Dolbeault Cohomology is invariant under homeomorphisms

If $X$ and $Y$ are two complex manifolds, which are homeomorphic but not necessarily diffeomorphic, must their Dolbeault cohomology groups be isomorphic? Here the Dolbeault cohomology groups $H^{p,q}(X)$ are defined as the quotient of the vector space of $(p,q)$-forms with $\bar\partial\alpha = 0$ by the space of $\bar\partial$-exact $(p,q)$-forms.

I tried looking at various manifolds which admit distinct complex structures, e.g. the torus. However, in all of the cases where I can compute the Dolbeault cohomology, it is determined by the Betti numbers, so is the same for homeomorphic manifolds.


Consider the Hodge numbers $$h^{p,q}(X) = \dim(H^{p,q}(X)).$$ Then we can ask if the $h^{p,q}$ are topological invariants; if they are not, then clearly there exist homeomorphic complex manifolds $X$ and $Y$ with $$H^{p,q}(X) \not\cong H^{p,q}(Y).$$ This is an old question, first asked in 1954 by Hirzebruch in the following form:

Are the $h^{p,q}$ and the Chern characteristic numbers of an algebraic variety $V_n$ topological invariants of $V_n$? If not, determine all those linear combinations of the $h^{p,q}$ and the Chern characteristic numbers which are topological invariants.

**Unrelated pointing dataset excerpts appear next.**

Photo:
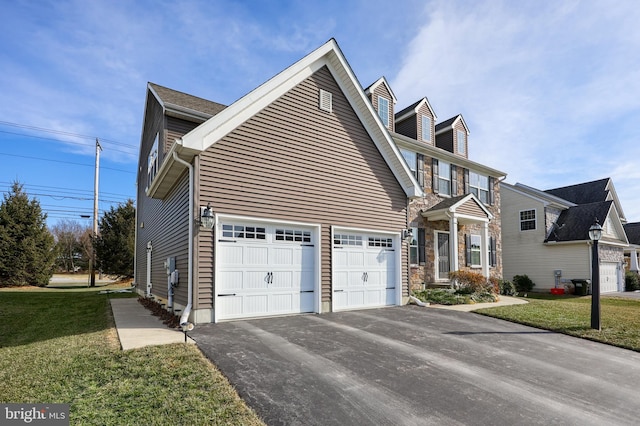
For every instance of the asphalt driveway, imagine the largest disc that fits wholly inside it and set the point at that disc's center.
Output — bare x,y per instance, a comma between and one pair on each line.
416,366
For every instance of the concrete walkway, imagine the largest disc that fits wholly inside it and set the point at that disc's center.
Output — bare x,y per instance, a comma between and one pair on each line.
137,328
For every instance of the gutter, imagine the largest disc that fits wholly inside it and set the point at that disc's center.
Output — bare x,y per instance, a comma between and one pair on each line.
184,319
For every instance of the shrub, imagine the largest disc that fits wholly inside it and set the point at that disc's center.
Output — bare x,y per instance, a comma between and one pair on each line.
523,283
507,288
468,282
631,281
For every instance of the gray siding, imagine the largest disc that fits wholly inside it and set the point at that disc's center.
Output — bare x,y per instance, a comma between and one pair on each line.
293,161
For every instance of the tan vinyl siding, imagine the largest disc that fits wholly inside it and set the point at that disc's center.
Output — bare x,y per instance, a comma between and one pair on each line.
293,161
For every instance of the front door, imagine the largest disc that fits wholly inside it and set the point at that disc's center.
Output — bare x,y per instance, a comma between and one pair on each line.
442,242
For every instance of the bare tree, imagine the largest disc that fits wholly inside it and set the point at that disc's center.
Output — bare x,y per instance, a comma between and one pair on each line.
68,236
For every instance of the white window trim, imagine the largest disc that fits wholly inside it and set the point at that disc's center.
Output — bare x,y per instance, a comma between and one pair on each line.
535,220
386,119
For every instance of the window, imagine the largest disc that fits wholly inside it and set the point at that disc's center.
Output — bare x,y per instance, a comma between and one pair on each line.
152,162
413,247
411,158
461,145
326,103
380,242
479,186
475,249
426,128
347,240
293,235
383,110
444,178
242,231
527,220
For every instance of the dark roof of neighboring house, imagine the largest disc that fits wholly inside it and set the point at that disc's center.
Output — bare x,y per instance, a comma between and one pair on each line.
173,97
633,232
574,222
446,123
409,108
583,193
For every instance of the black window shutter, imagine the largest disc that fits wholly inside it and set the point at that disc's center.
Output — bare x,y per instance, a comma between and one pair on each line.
434,174
421,244
466,181
493,258
454,180
467,249
492,182
420,169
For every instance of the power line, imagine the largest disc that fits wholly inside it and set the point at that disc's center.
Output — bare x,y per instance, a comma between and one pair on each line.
63,162
66,141
62,132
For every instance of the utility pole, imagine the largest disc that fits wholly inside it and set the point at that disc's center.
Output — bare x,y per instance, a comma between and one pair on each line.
92,262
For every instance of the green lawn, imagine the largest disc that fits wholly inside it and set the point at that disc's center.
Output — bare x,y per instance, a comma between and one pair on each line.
60,346
620,317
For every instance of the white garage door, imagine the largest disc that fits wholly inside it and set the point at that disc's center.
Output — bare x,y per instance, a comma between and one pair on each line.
608,277
364,270
264,270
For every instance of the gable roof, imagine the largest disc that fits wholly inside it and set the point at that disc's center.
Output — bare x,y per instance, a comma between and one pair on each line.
179,103
450,124
329,55
378,82
590,192
573,223
633,232
413,109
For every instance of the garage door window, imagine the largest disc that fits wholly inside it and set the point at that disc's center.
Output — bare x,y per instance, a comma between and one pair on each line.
242,231
347,240
380,242
294,235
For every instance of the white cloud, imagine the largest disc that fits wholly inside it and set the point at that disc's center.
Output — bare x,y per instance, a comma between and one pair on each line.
543,86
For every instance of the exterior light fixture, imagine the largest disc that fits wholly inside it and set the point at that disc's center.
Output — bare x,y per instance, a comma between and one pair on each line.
595,233
207,220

The answer to the first question is no. Some specific counterexamples are as follows. In 1986, Gang Xiao constructed two complex surfaces $S$ and $S'$ which are homeomorphic but not diffeomorphic and have different Hodge numbers. This shows that Hodge numbers are not topological invariants. But even further, one can show that $S \times S$ and $S' \times S'$ are diffeomorphic via an orientation-preserving diffeomorphism. $S \times S$ and $S' \times S'$ will still have different Hodge numbers, so this example shows that Hodge numbers are not even an invariant of oriented diffeomorphism type. See the following two references for more detail.

Xiao, Gang. An example of hyperelliptic surfaces with positive index. Northeast. Math. J. 2 (1986), no. 3, 255–257.

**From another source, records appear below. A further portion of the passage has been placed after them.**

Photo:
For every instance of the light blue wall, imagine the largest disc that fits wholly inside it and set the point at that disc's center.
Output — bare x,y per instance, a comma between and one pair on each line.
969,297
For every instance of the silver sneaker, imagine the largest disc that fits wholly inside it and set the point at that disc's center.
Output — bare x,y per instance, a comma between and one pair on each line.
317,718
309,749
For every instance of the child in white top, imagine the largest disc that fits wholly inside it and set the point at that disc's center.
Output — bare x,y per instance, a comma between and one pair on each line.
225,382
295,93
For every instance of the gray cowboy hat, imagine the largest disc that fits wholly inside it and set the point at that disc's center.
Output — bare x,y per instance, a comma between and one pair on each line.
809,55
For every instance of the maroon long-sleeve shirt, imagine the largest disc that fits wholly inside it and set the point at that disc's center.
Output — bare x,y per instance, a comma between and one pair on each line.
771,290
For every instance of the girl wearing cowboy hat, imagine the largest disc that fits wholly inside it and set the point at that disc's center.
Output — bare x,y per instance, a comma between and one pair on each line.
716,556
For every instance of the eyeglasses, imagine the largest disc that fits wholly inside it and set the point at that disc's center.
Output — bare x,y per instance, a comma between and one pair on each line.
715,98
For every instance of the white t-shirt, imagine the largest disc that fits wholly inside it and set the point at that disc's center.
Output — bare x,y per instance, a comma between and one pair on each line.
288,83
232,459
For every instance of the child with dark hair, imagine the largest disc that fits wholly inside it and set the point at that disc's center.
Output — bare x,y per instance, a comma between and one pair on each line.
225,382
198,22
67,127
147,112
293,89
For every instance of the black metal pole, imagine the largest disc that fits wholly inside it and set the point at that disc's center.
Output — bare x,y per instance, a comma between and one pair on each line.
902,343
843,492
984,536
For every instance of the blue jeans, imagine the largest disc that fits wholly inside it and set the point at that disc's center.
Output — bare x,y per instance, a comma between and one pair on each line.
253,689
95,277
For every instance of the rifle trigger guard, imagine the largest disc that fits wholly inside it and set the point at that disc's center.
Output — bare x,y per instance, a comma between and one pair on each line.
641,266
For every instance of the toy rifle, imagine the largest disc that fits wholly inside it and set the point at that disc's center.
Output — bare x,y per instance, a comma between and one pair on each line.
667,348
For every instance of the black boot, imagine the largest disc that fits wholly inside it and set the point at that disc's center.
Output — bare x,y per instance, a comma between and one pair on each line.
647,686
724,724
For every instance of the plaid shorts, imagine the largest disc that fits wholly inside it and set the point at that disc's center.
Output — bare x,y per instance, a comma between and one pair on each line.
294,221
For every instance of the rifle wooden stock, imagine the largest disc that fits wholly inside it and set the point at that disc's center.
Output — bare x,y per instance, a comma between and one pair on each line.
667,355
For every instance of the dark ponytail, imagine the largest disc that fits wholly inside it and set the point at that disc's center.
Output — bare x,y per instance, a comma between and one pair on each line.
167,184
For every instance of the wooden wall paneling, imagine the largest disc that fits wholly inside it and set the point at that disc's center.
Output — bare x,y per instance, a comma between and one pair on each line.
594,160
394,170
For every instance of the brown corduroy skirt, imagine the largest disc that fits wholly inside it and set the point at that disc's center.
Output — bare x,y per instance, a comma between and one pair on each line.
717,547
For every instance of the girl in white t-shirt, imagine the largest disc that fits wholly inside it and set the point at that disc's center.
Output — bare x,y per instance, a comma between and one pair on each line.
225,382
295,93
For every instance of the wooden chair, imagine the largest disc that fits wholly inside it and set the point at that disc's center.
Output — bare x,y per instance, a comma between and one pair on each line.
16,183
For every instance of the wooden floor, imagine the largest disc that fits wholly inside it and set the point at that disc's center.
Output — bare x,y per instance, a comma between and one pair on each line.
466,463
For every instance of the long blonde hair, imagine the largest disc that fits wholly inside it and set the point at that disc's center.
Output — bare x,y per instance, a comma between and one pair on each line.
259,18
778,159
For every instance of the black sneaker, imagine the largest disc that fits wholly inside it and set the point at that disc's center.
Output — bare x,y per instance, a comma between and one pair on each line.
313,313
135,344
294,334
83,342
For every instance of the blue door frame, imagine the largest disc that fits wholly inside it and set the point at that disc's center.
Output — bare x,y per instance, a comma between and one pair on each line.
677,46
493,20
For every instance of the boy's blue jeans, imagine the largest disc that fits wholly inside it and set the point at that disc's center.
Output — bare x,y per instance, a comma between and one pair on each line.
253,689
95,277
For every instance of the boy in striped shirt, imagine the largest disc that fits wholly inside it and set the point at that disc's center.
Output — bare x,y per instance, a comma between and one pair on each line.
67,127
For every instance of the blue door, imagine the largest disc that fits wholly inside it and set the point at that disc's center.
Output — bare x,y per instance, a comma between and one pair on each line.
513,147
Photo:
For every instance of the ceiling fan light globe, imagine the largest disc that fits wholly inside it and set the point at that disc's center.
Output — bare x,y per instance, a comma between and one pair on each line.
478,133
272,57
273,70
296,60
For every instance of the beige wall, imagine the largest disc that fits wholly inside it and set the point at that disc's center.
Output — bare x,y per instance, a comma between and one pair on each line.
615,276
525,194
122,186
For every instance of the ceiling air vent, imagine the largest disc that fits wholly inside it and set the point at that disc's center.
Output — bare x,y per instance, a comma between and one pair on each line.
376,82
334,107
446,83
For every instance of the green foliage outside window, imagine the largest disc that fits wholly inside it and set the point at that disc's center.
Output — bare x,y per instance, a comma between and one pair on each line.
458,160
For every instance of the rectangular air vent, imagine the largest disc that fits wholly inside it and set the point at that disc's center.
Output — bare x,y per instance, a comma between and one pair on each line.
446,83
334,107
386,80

Campana, Frédéric. Une remarque sur les nombres de Hodge des variétés projectives complexes (Unpublished). Available here.

So the Hodge numbers are not topological invariants. But one can ask the second part of Hirzebruch's question: which linear combinations of Hodge numbers are topological invariants? This question was fully answered in quite a strong form recently by Kotschick and Schreieder.

Theorem. (Kotschick-Schreieder) The mod $m$ reduction of a $\Bbb Z$-linear combination of Hodge numbers of smooth complex projective varieties is

  1. An oriented homeomorphism invariant or an oriented diffeomorphism invariant if and only if it is congruent mod $m$ to a linear combination of the signature, the even-degree Betti numbers and the halves of the odd-degree Betti numbers.

  2. An unoriented homeomorphism invariant in any dimension, or an unoriented diffeomorphism invariant in complex dimensions $n \neq 2$, if and only if it is congruent mod $m$ to a linear combination of the even-degree Betti numbers and the halves of the odd-degree Betti numbers.

Their paper also classifies which linear combinations of both Hodge and Chern numbers are topological invariants. See the following for this interesting work:

Kotschick, Dieter and Schreieder, Stefan. The Hodge ring of Kähler manifolds. arXiv:1202.2676v2 [math.AG].

Now after all that, you may ask if there are some Hodge numbers which are invariant under some equivalence relation for some class of manifolds. There are some well-known results here.

  1. Hodge numbers are homeomorphism invariants of complex curves and surfaces.

  2. The Hodge numbers $h^{p,0}$ are birational invariants of smooth projective varieties. Not all Hodge numbers are birational invariants, as one can see by considering the blowup of a smooth projective variety.

  3. Hodge numbers are an invariant of Kähler manifolds under deformation equivalence. Recall that two complex manifolds $X$ and $Y$ are deformation equivalent if there exists a proper, holomorphic submersion $\pi: E \longrightarrow B$ such that $X = \pi^{-1}(b)$ and $Y = \pi^{-1}(b')$ for some $b, b' \in B$. More generally, if $\pi: E \longrightarrow B$ is a proper, holomorphic submersion and $b_0 \in B$ is such that $\pi^{-1}(b_0)$ is Kähler, then there is a neighborhood $U$ of $b_0$ such that the Hodge numbers of all the $\pi^{-1}(b)$ are equal for all $b \in U$.